Her eyes widened and her lips parted. “I…”
“Caden thought we could model it after one of that horrible Werewolf movies--”
“Oh…” She looked like she might pass out at the thought. “Oh, really?”
“So if you die then you can’t help plan it,” he pointed out.
She looked stricken and then shook herself. “That’s not important!”
“My wedding is not important to you? Caden’s happiness is not important to you? Come now! I will realize that this is just my imagination and not real if you say that!” Valerius challenged her. “So I--I won’t listen to anything you say about making your death a touchstone or whatever ridiculous thing you’re telling me!”
Of course, this was his imagination. She was still and silent and unmoving.
She blinked. “Valerius, I assure you that you and Caden, Raziel and Iolaire are all the most important to me.”
She put a hand over her heart and he felt the pressure of anguish building inside of him.
“Then you cannot leave,” he said. “You cannot leave if that is true.”
Her head hung down for a moment like a too big blossom on a too slender stem. “I know you think that Raziel chose you because you wanted revenge for your brother’s death--”
“Revenge for all I lost.
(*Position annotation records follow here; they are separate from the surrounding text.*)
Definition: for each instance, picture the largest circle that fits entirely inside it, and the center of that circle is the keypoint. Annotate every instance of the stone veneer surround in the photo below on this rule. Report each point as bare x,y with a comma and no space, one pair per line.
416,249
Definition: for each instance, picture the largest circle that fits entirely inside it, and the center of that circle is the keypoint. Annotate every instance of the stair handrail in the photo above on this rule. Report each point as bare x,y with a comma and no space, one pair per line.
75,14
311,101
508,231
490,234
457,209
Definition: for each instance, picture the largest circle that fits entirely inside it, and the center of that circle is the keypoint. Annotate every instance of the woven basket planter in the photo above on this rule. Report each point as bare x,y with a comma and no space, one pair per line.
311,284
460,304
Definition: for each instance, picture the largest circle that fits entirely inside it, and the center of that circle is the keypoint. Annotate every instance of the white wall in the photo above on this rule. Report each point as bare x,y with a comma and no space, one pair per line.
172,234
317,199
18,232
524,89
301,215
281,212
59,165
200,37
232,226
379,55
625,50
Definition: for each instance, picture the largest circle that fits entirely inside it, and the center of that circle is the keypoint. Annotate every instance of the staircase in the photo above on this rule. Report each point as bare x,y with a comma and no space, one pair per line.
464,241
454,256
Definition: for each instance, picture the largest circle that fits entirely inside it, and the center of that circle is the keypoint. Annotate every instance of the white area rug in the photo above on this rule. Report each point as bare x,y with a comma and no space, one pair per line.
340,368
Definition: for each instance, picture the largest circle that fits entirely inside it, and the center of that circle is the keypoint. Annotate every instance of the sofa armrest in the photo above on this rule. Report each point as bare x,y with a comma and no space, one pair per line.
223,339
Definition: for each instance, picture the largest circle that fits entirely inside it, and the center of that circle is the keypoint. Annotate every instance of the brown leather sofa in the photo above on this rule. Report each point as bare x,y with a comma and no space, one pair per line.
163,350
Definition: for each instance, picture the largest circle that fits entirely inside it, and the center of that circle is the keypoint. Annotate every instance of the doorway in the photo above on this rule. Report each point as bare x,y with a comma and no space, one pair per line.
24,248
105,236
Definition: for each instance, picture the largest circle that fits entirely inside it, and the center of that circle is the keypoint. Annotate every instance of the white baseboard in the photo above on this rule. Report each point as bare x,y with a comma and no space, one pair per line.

My family. My friends. My life!” he snarled and wiped tears away. “The whole purpose of my life was gone when they killed my brother just as I found him! Right in front of me! They… they took him. And I could do nothing…”
Just like I can do nothing for you, Chione, Valerius added silently.
“Yes, yes, exactly. I think Raziel chose you because you understand loss,” she said, nodding as she began to pace the throne room. “You understand the cost of war and strife. How much loss will result. So it’s always made you careful with the powers Raziel gave to you. It’s caused you to use them only when necessary. And that’s made you a great king.”